A “Droga” (dos fariseus)

"Quanto mais "droga" é confiscada pelos órgãos de repressão com as benesses de uma lei dúbia que proíbe certos produtos e certos vegetais e permite o comércio de outros, que são da mesma natureza e têm o mesmo propósito, embora possam também ter outros propósitos, mais "droga" invade o mercado, e com maior pureza. E quando alguém diz "droga", assim, no singular, uma coisa abstrata que tem diferentes significados no senso comum e todos eles errados, comete um erro equivalente a um erro de concordância verbal ou nominal, só que pior: ele nem sabe do que está falando. Quando alguém diz "droga", essa coisa bizarra e nefasta, ughhh!, fere os ouvidos e me repugna. Na maior parte das vezes, são de repórteres que ouço essa incompreensão."
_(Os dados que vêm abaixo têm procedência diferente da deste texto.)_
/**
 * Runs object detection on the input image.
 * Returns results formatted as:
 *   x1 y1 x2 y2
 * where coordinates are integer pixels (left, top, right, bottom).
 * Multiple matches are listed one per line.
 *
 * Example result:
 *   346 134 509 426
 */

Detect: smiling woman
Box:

Vincent Braz – colaborador blogueiro

momentum

segunda-feira, 4 de novembro de 2013

Moção em Apoio a Pesquisas com Substâncias Psicoativas

Editado e aumentado a partir de moção eleborada pela ABRAMD em seu 4o Congresso, realizado em Salvador na semana passada. A moção foi entregue na ocasião ao representantre da SENAD; o conteúdo espandido neste texto é de responsabilidade do autor.

por Luiz Paulo Guanabara

Os participantes do IV Congresso Internacional da ABRAMD, realizado em Salvador entre 31 de Outubro e 2 de Novembro de 2013, vem instar os órgãos governamentais, notadamente a SENAD e a ANVISA, nas suas respectivas áreas de atuação, a incentivar, fomentar, financiar e, especialmente, autorizar a realização de pesquisas e tratamentos clínicos utilizando substâncias psicoativas hoje consideradas ilícitas, como a maconha, a folha de coca e a cocaína, assim como as drogas usadas em festas, como o ecstasy e o LSD, reconhecendo as inegáveis evidências apontadas em pesquisas e experimentos internacionais sobre os benefícios desses produtos.
E cumprindo o que dispõe o art. 2o. parágrafo único da Lei 11.343./06, repudiar qualquer tipo de censura, punição ou discriminação em relação aos pesquisadores que realizem ou pretendam realizar esse tipo de investigação. Cientistas que fazem juz a esse nome não devem ter medo de compreender que a verdade das novas evidências talvez contradiga completamente o conhecimento que têm de determinados objetos de investigação. E devem parar de sustentar a mentira e a hipocrisia e pensar que um mundo melhor para todos é possível.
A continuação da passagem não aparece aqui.